Le spectacle son et lumière vaut le détour : un poisson qui nage à reculons, des sons de narval omniprésents et une multitude de petits organismes. L’étude publiée début mai 2026 dans PLOS One, fondée sur des observations réalisées en août 2025, constitue une base précieuse pour de futures recherches sur la biodiversité de cette région encore très peu connue.

478 organismes ont été recensés

Parmi les observations les plus intrigantes, faites à 261 mètres de profondeur, figure celle d’un liparidae, un poisson typique des grands fonds. Sur les images, il semble évoluer à reculons. Un comportement qui peut surprendre, même si certains poissons en sont bien capables. En l’occurrence, les chercheurs avancent toutefois une explication plus simple : l’animal dériverait en partie avec les courants, donnant l’illusion d’un déplacement inversé.

L’environnement sonore apporte lui aussi son lot d’enseignements. Les enregistrements révèlent une présence fréquente de narvals, bien que ces cétacés n’apparaissent presque jamais à l’image.

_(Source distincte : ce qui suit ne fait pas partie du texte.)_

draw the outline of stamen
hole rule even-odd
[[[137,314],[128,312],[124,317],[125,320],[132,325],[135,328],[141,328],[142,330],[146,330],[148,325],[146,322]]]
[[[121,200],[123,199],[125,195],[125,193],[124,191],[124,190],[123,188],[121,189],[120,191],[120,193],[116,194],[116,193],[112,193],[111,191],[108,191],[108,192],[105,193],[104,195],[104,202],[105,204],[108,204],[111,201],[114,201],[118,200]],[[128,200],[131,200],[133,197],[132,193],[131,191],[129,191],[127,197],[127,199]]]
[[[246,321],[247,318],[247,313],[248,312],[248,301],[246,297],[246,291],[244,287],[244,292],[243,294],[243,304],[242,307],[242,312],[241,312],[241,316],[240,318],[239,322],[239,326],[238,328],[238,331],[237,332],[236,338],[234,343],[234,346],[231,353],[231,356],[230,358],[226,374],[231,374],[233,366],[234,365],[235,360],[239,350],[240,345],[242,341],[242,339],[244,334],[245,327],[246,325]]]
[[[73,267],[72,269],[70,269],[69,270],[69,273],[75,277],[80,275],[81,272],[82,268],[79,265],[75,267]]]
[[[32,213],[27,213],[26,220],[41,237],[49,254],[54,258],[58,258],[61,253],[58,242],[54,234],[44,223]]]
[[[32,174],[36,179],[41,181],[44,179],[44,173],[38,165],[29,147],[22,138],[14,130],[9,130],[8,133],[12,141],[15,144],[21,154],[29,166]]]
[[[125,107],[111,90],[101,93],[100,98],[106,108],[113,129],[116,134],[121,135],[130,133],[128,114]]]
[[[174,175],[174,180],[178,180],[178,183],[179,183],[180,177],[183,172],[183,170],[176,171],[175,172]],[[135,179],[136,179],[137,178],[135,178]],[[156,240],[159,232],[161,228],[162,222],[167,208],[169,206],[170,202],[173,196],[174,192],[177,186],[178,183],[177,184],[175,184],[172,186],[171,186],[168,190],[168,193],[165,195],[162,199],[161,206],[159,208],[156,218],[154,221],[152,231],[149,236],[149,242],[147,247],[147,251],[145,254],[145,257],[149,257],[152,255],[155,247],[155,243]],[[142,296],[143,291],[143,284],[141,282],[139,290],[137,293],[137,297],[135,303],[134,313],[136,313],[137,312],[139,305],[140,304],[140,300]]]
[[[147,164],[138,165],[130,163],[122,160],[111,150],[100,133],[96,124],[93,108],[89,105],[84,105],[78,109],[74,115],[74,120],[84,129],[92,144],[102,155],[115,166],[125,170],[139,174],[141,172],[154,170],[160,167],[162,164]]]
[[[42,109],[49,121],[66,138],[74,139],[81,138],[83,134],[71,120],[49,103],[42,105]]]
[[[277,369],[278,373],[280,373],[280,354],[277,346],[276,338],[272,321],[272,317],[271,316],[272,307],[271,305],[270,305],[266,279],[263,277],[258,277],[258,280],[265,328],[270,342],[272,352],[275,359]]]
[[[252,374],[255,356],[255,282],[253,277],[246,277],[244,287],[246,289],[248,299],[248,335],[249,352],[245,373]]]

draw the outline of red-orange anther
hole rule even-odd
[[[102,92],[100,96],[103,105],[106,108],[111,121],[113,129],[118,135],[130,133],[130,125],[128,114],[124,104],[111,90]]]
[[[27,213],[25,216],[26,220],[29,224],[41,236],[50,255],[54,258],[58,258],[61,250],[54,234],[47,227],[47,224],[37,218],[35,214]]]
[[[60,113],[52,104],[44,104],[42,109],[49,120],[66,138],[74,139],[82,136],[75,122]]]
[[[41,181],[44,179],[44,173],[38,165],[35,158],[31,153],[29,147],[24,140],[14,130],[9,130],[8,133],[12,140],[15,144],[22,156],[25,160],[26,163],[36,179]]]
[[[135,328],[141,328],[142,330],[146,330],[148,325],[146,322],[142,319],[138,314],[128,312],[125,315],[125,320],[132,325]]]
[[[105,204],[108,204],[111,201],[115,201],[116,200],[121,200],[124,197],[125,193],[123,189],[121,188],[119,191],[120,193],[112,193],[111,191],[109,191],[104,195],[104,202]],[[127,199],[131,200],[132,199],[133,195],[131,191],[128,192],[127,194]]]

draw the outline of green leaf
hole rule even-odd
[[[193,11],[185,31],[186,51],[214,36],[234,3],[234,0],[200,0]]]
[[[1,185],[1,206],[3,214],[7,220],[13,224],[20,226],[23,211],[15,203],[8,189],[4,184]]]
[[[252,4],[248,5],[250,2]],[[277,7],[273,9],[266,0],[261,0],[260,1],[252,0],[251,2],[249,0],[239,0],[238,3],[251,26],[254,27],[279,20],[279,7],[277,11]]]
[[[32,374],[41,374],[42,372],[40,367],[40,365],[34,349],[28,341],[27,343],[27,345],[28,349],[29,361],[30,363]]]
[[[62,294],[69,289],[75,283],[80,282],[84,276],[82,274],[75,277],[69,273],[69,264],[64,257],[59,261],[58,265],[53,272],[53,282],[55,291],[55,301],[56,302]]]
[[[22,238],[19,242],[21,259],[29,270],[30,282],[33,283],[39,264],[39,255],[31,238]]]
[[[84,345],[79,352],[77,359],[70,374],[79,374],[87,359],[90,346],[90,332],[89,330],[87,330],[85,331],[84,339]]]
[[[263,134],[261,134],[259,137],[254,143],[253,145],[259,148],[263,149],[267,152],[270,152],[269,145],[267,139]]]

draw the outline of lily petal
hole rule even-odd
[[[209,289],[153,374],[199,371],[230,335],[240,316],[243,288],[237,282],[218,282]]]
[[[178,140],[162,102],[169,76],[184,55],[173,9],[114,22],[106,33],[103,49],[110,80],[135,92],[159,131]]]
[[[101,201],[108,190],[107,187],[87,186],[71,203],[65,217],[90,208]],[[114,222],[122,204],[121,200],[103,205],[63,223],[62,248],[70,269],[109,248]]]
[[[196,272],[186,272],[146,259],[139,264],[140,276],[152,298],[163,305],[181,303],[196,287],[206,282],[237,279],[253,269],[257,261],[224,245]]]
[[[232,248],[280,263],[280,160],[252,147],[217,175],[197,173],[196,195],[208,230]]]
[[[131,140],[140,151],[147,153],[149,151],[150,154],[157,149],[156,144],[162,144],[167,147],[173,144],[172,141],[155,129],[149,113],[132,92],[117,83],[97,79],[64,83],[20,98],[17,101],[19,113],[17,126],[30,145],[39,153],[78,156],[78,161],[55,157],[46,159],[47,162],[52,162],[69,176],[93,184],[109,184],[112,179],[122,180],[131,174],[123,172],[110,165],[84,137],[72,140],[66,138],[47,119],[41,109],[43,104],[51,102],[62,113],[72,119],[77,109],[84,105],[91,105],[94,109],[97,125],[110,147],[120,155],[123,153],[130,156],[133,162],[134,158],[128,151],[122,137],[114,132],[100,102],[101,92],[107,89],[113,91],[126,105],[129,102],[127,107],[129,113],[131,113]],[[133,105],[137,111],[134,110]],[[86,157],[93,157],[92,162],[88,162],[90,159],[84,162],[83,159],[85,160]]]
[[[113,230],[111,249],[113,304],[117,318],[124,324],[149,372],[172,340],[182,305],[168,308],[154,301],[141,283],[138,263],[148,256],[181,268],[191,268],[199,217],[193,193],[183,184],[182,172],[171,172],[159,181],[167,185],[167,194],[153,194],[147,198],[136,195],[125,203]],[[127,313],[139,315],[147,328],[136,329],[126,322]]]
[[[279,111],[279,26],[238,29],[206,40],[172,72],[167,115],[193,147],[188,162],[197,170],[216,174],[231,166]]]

Au total, 478 organismes ont été recensés. La majorité d’entre eux sont de petite taille et appartiennent à quelques groupes dominants. Les amphipodes représentent à eux seuls près de la moitié des observations. Ces petits crustacés jouent un rôle essentiel de charognards dans les écosystèmes marins. Les copépodes, qui forment la base du plancton, comptent pour environ 26% des individus observés.

S’y ajoutent des hydrozoaires, souvent apparentés aux méduses, ainsi que des chaetognathes, des vers prédateurs du plancton. Les autres observations incluent des poissons et divers organismes non identifiés.

Ces espèces évoluent dans une zone particulière, appelée hyperbenthos, située juste au-dessus du fond marin. Cette fine couche d’eau concentre une biomasse importante et joue un rôle clé dans les chaînes alimentaires, notamment pour de nombreux poissons et crustacés.

Un dispositif léger et facile à déployer

Les fjords glaciaires de l’Arctique sont considérés comme de hauts lieux de biodiversité ; ils demeurent encore méconnus en raison de la difficulté d’accès et de l’isolement. Ces premières observations directes offrent ainsi un aperçu précieux de la faune présente.

Au-delà des résultats biologiques, l’étude met en avant un dispositif plus léger (15 kg) et plus facile à déployer que les techniques traditionnelles. Cet équipement pourrait permettre de multiplier les observations dans des régions encore largement inexplorées.